Due to the Ukraine issue, Putin’s local council members want him out

Due to the Ukraine issue, Putin’s local council members want him out


Due to the war in Ukraine, council members in Vladimir Putin’s birthplace have asked that the Russian president be charged with treason and removed from office.

A group of council members from Smolninskoye, a town in St. Petersburg where Putin was born, made the request in an extraordinary appeal to the Russian parliament.

They said that Putin’s actions in Ukraine had caused the deaths of hundreds of Russian military members and severely damaged the nation’s economy.
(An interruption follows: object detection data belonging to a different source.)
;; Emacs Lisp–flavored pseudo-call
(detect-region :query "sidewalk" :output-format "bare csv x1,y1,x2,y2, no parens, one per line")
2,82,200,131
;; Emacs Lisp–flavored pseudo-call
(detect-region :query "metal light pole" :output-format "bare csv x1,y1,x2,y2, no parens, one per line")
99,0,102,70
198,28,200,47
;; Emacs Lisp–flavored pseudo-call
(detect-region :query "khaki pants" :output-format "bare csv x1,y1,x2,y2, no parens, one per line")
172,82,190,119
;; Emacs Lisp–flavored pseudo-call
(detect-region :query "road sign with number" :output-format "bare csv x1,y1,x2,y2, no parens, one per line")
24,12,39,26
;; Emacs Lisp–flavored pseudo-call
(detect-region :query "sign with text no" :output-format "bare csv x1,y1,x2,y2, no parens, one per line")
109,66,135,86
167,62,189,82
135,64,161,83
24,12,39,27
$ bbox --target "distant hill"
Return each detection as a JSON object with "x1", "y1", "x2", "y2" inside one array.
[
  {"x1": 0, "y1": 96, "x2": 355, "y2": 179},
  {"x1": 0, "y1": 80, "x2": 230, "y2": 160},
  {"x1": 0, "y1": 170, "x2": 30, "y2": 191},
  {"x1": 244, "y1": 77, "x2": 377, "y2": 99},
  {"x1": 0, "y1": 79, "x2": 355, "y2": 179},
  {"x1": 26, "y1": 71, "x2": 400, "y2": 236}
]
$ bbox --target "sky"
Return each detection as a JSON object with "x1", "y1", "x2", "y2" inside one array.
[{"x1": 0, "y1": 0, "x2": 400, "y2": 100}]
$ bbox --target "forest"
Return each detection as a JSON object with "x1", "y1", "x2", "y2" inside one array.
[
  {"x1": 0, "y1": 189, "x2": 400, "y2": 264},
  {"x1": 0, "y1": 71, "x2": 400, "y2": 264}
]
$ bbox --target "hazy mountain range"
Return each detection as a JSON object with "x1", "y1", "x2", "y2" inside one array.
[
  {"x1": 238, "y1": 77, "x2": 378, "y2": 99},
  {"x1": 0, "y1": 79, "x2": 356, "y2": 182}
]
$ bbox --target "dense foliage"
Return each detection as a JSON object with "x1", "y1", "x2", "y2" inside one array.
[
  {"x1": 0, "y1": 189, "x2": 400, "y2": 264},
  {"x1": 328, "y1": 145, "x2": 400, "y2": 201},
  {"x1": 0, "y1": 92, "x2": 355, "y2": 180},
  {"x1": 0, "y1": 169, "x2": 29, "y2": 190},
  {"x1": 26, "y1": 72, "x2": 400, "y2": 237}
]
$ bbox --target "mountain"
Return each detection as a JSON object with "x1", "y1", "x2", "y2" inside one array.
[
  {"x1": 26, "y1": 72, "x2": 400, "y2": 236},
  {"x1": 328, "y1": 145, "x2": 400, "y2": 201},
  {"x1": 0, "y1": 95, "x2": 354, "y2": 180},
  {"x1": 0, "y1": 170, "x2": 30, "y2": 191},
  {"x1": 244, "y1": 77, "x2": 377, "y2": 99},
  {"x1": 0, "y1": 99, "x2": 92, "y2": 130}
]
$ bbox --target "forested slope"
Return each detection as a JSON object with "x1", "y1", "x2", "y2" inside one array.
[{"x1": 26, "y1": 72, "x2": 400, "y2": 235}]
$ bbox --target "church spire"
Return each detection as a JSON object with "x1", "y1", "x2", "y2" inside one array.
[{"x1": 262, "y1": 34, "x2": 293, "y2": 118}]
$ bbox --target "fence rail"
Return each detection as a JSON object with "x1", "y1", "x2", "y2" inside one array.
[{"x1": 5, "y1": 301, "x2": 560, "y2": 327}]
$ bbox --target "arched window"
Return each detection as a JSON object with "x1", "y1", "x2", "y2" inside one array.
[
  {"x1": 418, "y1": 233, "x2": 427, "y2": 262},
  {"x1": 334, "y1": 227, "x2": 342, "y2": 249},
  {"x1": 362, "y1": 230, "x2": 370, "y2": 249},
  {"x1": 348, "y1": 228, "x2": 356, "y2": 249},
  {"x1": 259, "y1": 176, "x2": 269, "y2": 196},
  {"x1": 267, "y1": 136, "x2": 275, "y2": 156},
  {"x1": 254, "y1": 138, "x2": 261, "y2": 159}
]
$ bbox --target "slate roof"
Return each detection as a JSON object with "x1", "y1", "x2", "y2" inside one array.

In response to “young, healthy folks are dying and being maimed,” the council members voiced their alarm.

They said that as a consequence of Putin’s rash actions, NATO is expanding and Ukraine is getting access to new cutting-edge technologies.

We have stated the reasons why we believe that this is high treason, said Nikita Yuferev, a 34-year-old councillor in the local government.

The members of the council emphasised that Russians must understand that “Putin’s actions have resulted in a doubling of the territorial boundary between Russia and NATO.”

Since beginning their invasion of Ukraine six months ago, Putin’s forces have suffered heavy losses in personnel and equipment, and the conflict has essentially come to a standstill with them controlling about a fifth of the country.

Precision strikes launched by Ukrainian forces using high-tech Western weapons are undermining Russia’s ability to fight, and as its supplies of more modern equipment run out, Moscow is turning to outdated weapons.

And today on the front lines in eastern Ukraine, Ukrainian President Volodymyr Zelensky declared “excellent news,” claiming his troops had retaken a number of Russian towns and villages.

The 35-year-old Dmitry Palyuga stated that Putin’s war “harms the security of Russia and its population” and backed the demand that he be charged with treason for the conflict in Ukraine.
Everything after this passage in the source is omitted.